HMAS DUCHESS
In early March 1970
during 5RAR’s return journey to Australia on HMAS Sydney (the Vung
Tau Ferry), the ship and its escort, HMAS Yarra, were joined for a
short time by the destroyer, HMAS Duchess. This created a chance of
an unusual and interesting experience for the infantrymen when some
of them transferred on a Bosun’s chair between the Sydney and the
Duchess, as shown in the photograph.
HMS Duchess (as she was originally called in the UK) was a Daring
Class Destroyer, armed with six 115mm (4.5-inch) dual-purpose guns
in three twin mountings (two forward, one aft), four 40mm Bofors
anti-aircraft guns, and a triple-barrel Squid anti-submarine mortar.
Initially it had ten 533mm (21-inch) torpedo tubes in two pentad
mountings but the mounting aft was removed in 1958-59 and replaced
by a deckhouse for extra accommodation.
On 24 February 1964, just two weeks after the HMAS Voyager disaster,
the Australian Government accepted a British offer of a loan of HMS
Duchess, which arrived in Sydney on 19 April 1964. She was
commissioned into the RAN as HMAS Duchess.

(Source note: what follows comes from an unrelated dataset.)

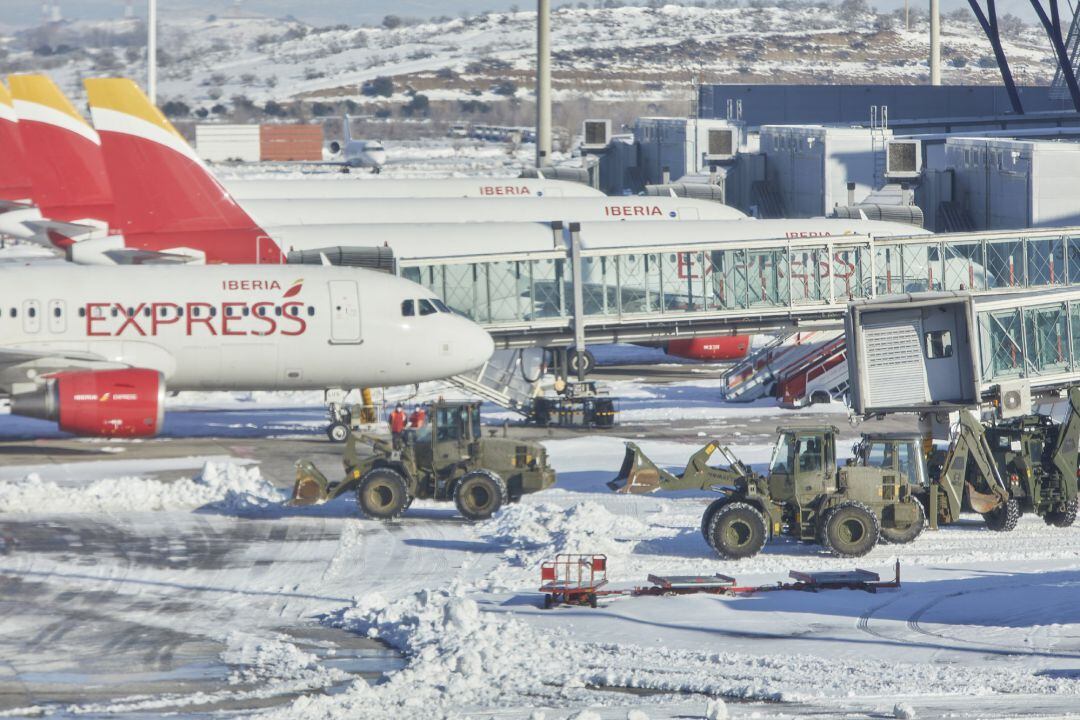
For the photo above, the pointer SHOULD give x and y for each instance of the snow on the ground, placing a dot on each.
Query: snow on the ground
(229, 487)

On 12 October 1967, the Australian government announced that the
initial four-year loan of Duchess had been extended until April
1972. She was then purchased outright by Australia in August 1972 at
a cost of £150,000.
In addition to several deployments throughout South East Asia and
the Philippines, HMAS Duchess acted as a convoy escort for HMAS
Sydney when ferrying troops and materiel to and from Vung Tau, the
Australian logistics port in South Vietnam. She became a training
ship in 1973 before being decommissioned on 23 October 1977, one day
after the 25th anniversary of her original commissioning for the
Royal Navy in the UK. She was sold on 7 May 1980 and towed from
Sydney Harbour on 9 July bound for Taiwan, where she was broken up
by the Tung Ho Steel Enterprise Corporation.